Hmm, I don't fully understand the advantages of splitting a piece of work between threads that can be done in a single thread. To avoid unwanted preemption of the thread doing audio rendering with mt32emu (that is by nature a realtime process), we'd rather need to boost the priority of that thread, likewise the mentioned JACK server does. Note, its authors also see no such advantages, so JACK 1 is also purely single-threaded, and only JACK 2 has limited support for multi-threading when the audio processing graph permits so.
However, I do clearly see disadvantages of doing multi-threading on a uni-processor system. All those penalties like context switching still apply. Yet an even more significant thing to take into account is exactly the thread synchronisation penalty. Our measurements we did at the early stage indicated that the pros-cons were unsatisfactory. Surely, CPU load did increase, but nothing like reliable rendering was achieved as a result. Therefore, I doubt that e.g. 2 rendering threads would help anyhow. But feel free to test on the particular device, I can't guarantee anything when it comes to performance, yet Pi2 has more cores than two...
On the other hand, multi-threading works just great when the thread synchronisation is weak, e.g. like for the Falcosoft VSTi plugin that runs two semi-independent mt32emu cores in the Dual Synth mode. However, when it comes to offloading rendering of several partials per thread, the synchronisation becomes not so cheap. And the rest of the emulation spends significantly less CPU time. Dunno, maybe it's actually worth it if you configure, say, 256 partials to render. With such high load I'd expect a performance boost. But 256 partials have nothing to do with MT-32 to be honest 😉
So, for any uni-processor system, I'd concentrate on improving thread affinity and boosting the priority of the rendering thread to the maximum. We currently have a cool interface with JACK in mt32emu-qt which is about lock-free rendering in the JACK realtime thread (in another git branch), so this may already help with fighting against the dropouts.

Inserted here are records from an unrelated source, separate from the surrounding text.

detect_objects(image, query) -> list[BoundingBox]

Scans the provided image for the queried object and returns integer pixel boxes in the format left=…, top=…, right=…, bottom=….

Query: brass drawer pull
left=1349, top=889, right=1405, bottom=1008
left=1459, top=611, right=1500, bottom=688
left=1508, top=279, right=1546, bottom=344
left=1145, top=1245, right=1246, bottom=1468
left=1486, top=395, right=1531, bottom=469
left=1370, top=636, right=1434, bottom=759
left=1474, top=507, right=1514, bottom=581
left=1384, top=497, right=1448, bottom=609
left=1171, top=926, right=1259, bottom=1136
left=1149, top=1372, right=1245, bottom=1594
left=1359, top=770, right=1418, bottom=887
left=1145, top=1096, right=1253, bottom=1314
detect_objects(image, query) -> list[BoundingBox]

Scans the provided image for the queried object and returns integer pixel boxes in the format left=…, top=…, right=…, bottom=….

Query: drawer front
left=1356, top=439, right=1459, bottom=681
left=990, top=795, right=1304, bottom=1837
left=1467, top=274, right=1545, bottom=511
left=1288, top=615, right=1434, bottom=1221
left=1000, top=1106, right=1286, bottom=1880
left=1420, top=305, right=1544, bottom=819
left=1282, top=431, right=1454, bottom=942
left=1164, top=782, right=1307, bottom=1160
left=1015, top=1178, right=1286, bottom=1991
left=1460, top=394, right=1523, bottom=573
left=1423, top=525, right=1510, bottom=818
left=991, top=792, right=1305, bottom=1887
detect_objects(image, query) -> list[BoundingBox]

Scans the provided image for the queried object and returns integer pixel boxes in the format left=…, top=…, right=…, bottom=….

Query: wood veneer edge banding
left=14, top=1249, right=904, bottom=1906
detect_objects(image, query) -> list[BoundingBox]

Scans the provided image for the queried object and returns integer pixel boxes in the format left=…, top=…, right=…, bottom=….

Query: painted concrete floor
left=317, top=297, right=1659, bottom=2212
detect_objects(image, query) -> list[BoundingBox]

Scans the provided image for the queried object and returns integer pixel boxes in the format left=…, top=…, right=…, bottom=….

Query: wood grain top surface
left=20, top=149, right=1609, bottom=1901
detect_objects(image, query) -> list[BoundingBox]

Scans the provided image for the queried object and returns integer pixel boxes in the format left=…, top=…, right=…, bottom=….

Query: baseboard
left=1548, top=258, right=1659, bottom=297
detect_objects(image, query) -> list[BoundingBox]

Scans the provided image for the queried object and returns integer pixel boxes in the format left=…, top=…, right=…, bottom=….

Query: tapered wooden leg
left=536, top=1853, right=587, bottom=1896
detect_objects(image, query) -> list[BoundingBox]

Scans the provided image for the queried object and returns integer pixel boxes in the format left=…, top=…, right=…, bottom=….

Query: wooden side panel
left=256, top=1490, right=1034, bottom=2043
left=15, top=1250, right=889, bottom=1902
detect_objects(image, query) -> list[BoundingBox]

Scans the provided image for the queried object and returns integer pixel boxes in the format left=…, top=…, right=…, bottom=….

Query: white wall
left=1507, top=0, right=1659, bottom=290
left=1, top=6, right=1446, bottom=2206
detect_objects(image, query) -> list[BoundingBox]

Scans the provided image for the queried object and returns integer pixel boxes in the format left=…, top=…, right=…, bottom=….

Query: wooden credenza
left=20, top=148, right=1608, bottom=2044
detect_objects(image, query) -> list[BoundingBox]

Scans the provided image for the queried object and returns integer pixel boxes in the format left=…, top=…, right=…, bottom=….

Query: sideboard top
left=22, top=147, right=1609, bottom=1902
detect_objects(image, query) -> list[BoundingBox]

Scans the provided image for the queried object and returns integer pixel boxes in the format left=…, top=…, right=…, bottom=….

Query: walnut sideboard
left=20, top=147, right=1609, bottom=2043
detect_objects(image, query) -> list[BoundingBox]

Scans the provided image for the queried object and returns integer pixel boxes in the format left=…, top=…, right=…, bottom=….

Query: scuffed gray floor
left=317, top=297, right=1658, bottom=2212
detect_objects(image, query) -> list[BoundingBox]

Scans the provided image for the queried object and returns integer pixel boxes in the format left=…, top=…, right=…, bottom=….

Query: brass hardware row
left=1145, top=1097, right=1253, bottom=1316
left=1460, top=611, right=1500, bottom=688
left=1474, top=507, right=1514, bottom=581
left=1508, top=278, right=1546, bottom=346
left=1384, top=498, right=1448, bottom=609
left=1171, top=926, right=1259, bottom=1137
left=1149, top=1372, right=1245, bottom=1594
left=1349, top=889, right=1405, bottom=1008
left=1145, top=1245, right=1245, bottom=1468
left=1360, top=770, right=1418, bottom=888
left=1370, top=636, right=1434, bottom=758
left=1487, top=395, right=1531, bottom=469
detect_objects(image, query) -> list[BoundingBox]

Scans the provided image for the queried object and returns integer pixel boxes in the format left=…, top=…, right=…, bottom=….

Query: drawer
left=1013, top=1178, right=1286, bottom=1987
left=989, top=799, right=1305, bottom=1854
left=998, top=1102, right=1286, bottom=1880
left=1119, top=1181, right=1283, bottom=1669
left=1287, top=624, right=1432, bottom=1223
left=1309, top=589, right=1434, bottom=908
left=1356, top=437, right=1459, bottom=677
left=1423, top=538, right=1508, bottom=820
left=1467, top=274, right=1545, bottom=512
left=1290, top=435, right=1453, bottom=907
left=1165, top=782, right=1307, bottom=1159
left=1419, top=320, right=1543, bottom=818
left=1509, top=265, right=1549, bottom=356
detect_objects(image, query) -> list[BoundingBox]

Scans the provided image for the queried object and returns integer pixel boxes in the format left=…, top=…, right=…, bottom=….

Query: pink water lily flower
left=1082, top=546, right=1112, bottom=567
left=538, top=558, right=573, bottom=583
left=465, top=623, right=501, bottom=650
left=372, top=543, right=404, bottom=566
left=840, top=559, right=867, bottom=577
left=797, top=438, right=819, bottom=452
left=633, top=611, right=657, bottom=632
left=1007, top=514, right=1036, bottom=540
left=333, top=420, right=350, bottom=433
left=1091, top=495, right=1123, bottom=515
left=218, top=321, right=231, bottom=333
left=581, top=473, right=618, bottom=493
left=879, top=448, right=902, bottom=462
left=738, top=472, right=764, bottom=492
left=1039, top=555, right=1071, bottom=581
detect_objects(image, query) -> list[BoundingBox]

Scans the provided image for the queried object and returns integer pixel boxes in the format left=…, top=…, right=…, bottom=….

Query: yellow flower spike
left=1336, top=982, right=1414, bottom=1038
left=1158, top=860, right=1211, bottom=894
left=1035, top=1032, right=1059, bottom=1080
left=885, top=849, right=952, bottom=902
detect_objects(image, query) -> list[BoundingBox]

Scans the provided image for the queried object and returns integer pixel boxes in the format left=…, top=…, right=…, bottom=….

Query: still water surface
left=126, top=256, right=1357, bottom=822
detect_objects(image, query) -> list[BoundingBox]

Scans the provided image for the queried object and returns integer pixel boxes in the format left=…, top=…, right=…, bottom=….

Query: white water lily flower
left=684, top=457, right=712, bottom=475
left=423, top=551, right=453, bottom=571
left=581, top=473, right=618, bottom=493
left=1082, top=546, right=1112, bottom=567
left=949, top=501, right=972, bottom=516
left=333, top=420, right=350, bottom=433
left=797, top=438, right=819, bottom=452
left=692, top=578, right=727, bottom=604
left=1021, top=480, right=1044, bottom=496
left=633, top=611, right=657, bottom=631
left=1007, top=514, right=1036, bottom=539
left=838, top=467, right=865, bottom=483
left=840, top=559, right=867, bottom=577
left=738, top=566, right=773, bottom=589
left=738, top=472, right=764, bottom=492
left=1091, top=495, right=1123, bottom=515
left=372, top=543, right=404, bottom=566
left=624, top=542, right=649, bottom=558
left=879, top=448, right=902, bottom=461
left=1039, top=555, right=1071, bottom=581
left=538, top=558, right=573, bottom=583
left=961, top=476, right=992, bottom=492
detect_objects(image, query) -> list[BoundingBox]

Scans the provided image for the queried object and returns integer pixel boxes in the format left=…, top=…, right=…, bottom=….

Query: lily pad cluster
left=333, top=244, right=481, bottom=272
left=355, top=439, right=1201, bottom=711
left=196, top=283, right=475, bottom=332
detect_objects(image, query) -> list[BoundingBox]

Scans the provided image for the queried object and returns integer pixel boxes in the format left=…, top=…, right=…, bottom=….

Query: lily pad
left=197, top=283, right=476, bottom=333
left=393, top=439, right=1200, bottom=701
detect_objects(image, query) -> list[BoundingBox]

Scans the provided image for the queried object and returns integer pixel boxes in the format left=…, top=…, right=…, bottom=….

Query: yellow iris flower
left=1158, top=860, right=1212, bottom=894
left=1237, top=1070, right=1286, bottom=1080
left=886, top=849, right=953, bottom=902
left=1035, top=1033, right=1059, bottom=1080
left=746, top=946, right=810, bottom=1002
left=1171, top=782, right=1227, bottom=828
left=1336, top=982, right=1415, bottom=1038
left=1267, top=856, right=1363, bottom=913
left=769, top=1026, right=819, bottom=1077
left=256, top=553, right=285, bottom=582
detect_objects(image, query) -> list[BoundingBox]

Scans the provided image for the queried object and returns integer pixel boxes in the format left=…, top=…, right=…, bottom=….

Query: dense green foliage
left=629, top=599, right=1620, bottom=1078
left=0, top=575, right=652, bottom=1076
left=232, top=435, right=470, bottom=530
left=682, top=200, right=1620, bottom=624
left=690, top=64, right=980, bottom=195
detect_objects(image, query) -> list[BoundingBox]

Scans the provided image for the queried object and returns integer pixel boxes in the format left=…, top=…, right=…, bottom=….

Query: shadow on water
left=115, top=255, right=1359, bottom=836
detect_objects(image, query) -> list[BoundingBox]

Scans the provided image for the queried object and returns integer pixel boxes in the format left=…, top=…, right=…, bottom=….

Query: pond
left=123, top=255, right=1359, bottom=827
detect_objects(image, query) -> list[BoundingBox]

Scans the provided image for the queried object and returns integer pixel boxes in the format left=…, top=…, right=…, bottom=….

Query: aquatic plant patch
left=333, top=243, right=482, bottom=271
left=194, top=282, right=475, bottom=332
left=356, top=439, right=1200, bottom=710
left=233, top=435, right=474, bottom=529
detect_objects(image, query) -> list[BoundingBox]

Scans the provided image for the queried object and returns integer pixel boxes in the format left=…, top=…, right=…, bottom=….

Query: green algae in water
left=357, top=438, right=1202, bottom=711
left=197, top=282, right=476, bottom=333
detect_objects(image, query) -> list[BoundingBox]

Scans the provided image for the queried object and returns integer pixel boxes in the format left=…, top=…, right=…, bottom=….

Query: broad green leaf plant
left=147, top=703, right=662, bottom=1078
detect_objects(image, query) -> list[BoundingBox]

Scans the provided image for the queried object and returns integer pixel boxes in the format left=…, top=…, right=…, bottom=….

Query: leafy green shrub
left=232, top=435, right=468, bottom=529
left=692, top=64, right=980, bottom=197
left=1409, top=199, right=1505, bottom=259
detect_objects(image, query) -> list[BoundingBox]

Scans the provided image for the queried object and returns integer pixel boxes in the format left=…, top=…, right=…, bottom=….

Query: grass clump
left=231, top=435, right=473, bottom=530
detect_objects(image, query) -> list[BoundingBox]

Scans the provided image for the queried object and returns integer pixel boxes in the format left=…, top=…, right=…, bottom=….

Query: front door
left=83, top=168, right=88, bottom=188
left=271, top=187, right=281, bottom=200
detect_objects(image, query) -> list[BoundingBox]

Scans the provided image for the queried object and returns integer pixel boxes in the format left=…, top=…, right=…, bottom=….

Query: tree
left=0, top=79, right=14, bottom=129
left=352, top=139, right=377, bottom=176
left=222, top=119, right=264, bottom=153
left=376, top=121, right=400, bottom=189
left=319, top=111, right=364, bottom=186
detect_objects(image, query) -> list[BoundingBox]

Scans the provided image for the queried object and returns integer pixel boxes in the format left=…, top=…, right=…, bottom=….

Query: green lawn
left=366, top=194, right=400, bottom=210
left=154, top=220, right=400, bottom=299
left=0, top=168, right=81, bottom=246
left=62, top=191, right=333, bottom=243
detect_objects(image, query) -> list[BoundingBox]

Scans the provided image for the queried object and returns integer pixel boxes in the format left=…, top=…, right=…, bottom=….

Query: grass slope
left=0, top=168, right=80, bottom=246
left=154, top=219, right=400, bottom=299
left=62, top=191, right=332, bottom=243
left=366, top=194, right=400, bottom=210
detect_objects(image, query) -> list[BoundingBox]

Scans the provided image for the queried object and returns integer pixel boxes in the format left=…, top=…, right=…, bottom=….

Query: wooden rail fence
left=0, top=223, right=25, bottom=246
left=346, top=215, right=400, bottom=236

But for 4-8 cores, e.g. Pi2, a multi-threading at the partial level may also work fine. Albeit, there is another thing to consider: compatibility. Damn C++98 which we have to stick with for now, has no notion of threads, and an external dependency needs to be involved, like OpenMP. But I'm secretly hoping to move on to C++11 very soon, and then this problem will disappear. So, I'm not passionate about investing time into this area right now.